Oui, je suis le rêveur ; je suis le camarade
Des petites fleurs d'or du mur qui se dégrade,
Et l'interlocuteur des arbres et du vent.
Tout cela me connaît, voyez-vous. J'ai souvent,
En mai, quand de parfums les branches sont gonflées,
Des conversations avec les giroflées ;
Je reçois des conseils du lierre et du bleuet.
L'être mystérieux, que vous croyez muet,
Sur moi se penche, et vient avec ma plume écrire.
J'entends ce qu'entendit Rabelais ; je vois rire
Et pleurer ; et j'entends ce qu'Orphée entendit.
Ne vous étonnez pas de tout ce que me dit
La nature aux soupirs ineffables. Je cause
Avec toutes les voix de la métempsycose.
Avant de commencer le grand concert sacré,
Le moineau, le buisson, l'eau vive dans le pré,
La forêt, basse énorme, et l'aile et la corolle,
Tous ces doux instruments, m'adressent la parole ;
Je suis l'habitué de l'orchestre divin;
Si je n'étais songeur, j'aurais été sylvain.

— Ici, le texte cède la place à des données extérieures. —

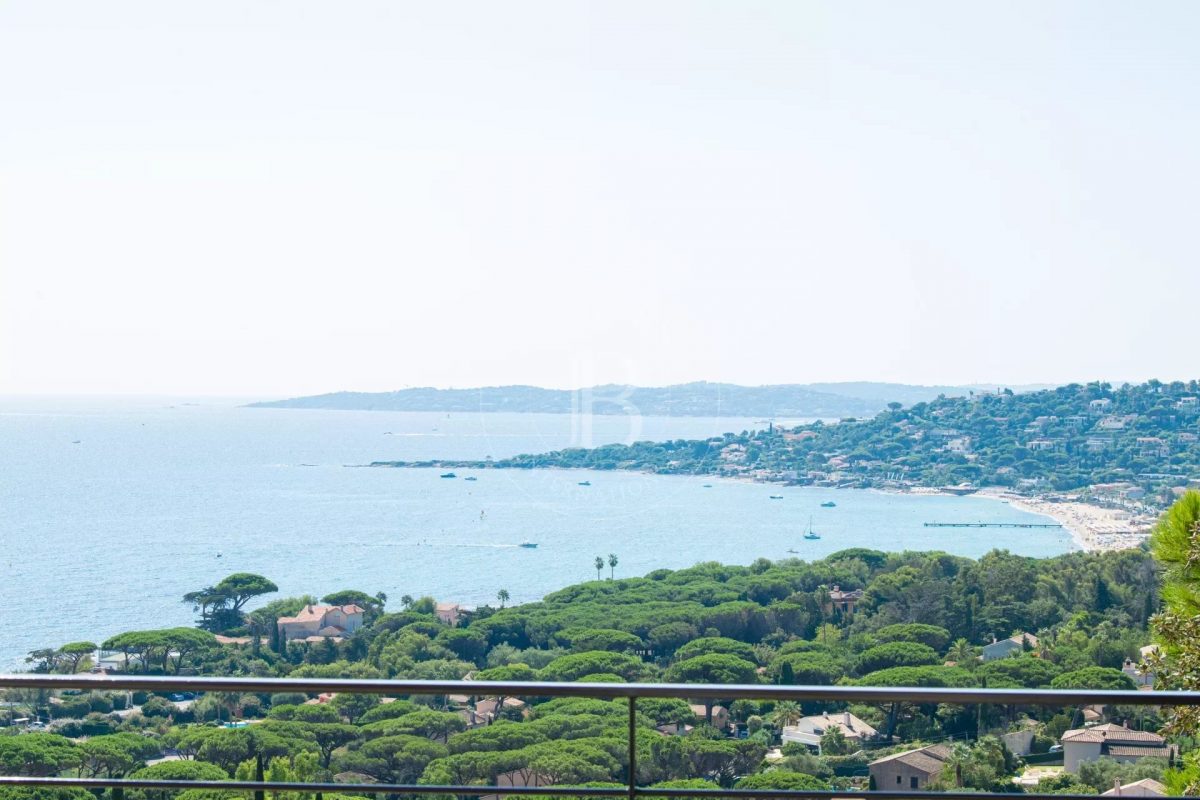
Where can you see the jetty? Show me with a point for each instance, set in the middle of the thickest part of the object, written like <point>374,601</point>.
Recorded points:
<point>993,524</point>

J'ai fini, grâce au calme en qui je me recueille,
A force de parler doucement à la feuille,
A la goutte de pluie, à la plume au rayon,
Par descendre à ce point dans la création,
Cet abîme où frissonne un tremblement farouche,
Que je ne fais plus même envoler une mouche!
Le brin d'herbe, vibrant d'un éternel émoi,
S'apprivoise et devient familier avec moi,
Et, sans s'apercevoir que je suis là, les roses
Font avec les bourdons toutes sortes de choses ;
Quelquefois, à travers les doux rameaux bénis,
J'avance largement ma face sur les nids,
Et le petit oiseau, mère inquiète et sainte,
N'a pas plus peur de moi que nous n'aurions de crainte,
Nous, si l'oeil du bon Dieu regardait dans nos trous ;
Le lys prude me voit approcher sans courroux,
Quand il s'ouvre aux baisers du jour ; la violette
La plus pudique fait devant moi sa toilette ;
Je suis pour ces beautés l'ami discret et sûr
Et le frais papillon, libertin de l'azur,
Qui chiffonne gaîment une fleur demi-nue,
Si je viens à passer dans l'ombre, continue,
Et, si la fleur se veut cacher dans le gazon,
Il lui dit: «Es-tu bête ! Il est de la maison.»